By default, font color of rpgmaker is set to black, due to the Astral Shift project setting their background black, by no means other than highlighting the text can you see it.
Which is why on this project page (and others who set their background to be the same color as the default color of text), you'll need to make the text color white (or another light color like yellow, magenta or cyan).
Depending on what you're reading it on, highlighting the whole thing is out of the question.
author=JosephSeraphIt's not meant to be that way, but I didn't know how to deal with the black background.
Is it really meant to be written in a black font?
On that note, I have no idea how to change the review now.
Edit: Aha, fixed. Sorry everyone for the inconvenience.
Go to your account, go to your reviews, and then find this review in your review list. Don't click on it. Instead, go to the right, and you'll see "edit" and "delete" buttons. Click edit and you'll be able to change your review.
author=pianotm
Go to your account, go to your reviews, and then find this review in your review list. Don't click on it. Instead, go to the right, and you'll see "edit" and "delete" buttons. Click edit and you'll be able to change your review.
Thanks! I also saw a little "Edit" button under "Actions" at the bottom of this page, and that did the same thing.
author=Dragnfly
phoodle Depending on what you're reading it on, highlighting the whole thing is out of the question.
I agree with you. The font is very important in the article.
Nice reviews of the review. I give a 4/5 to these review reviews.

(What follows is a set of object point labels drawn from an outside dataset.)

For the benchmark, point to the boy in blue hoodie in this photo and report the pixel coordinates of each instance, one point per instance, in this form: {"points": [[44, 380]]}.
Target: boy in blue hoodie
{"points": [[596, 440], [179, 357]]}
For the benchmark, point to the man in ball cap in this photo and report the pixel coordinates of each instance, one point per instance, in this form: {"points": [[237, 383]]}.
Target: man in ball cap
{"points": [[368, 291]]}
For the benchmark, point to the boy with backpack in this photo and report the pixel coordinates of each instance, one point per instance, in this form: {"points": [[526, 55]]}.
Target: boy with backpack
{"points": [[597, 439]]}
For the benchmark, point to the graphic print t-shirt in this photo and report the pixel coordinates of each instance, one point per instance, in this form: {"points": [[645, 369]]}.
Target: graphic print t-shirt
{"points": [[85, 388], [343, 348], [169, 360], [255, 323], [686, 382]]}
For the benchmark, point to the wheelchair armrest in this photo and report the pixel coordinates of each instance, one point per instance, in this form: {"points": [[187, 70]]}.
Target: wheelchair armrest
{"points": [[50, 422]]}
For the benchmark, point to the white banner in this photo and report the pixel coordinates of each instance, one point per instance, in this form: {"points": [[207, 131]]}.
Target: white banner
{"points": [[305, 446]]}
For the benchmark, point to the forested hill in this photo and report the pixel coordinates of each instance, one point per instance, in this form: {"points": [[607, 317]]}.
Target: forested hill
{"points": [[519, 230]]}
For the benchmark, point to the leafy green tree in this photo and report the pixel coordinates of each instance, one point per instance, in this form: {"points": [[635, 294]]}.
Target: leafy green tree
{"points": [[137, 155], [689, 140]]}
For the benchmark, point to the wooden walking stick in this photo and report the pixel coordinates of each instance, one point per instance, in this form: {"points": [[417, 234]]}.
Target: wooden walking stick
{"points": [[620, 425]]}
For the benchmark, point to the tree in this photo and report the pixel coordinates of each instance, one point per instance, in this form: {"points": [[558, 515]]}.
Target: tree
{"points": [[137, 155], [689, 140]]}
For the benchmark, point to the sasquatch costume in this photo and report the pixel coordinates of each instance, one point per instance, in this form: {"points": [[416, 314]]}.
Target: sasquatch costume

They're lacking a bit on the format sense, they don't touch on the subjects of the review being a wall of text neither credit the author's insights on the game.
I hope no one reviews my review reviews' review.
PD.: Review thank, even if it's not for ma gam.
I hope no one reviews my review reviews' review.
PD.: Review thank, even if it's not for ma gam.
I give your review reviews' review a 2.5/5. It's a bit lacking in content. Your feedback is very surface level and doesn't really analyze the review reviews with much depth. Try to do better next time. That concludes my review reviews' review review.
This double post was 100% intentional and part of the greater review reviews' review review meta. It was absolutely not accidental.